Calls for the state to come to the rescue of businesses are set to increase, especially after the precedent set during the pandemic when the state was paying workers’ wages to help out businesses. Now, however, the situation is very different from what it was during the pandemic. We are now in inflationary conditions, which affect all businesses and it would be economic suicide for the state to bring back the support schemes of the pandemic. Even if there was such a desire, those funds do not exist.

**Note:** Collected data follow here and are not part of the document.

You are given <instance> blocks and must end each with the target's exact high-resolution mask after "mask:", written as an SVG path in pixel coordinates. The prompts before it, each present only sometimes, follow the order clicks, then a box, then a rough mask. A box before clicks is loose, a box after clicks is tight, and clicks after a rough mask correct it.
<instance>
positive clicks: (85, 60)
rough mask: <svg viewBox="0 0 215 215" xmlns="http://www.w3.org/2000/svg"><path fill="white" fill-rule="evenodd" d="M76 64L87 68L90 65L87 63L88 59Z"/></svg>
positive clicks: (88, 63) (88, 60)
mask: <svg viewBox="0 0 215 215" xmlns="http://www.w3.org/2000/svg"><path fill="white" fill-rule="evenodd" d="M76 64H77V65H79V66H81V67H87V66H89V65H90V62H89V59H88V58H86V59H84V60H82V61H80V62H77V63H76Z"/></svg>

It may sound harsh, but things are bound to get worse for the retail sector and there is nothing the state can or should do about it. We live in a market economy and when things go bad for a business it is not the state’s legal or political obligation to bail it out. It is against EU law that does not allow state subsidies of businesses or the scrapping of VAT. Germany has asked the European Commission for a special exemption on VAT, for very specific energy-related reasons, and not as a way of helping shops stay afloat.

There may be too many shops in Paralimni as there are in most towns in Cyprus. When there is a downturn in the economy, those that were scraping through in good times, cannot survive. Goumenou mentioned another reason for the fall in business, which will not go away – people were shopping on the internet. Should the government stop trade on the internet to protect shops?

Shop-owners, not only in Paralimni, need to accept that market conditions and consumer behaviour are changing and they have to adapt to survive, because the state cannot, and will not, come to their rescue.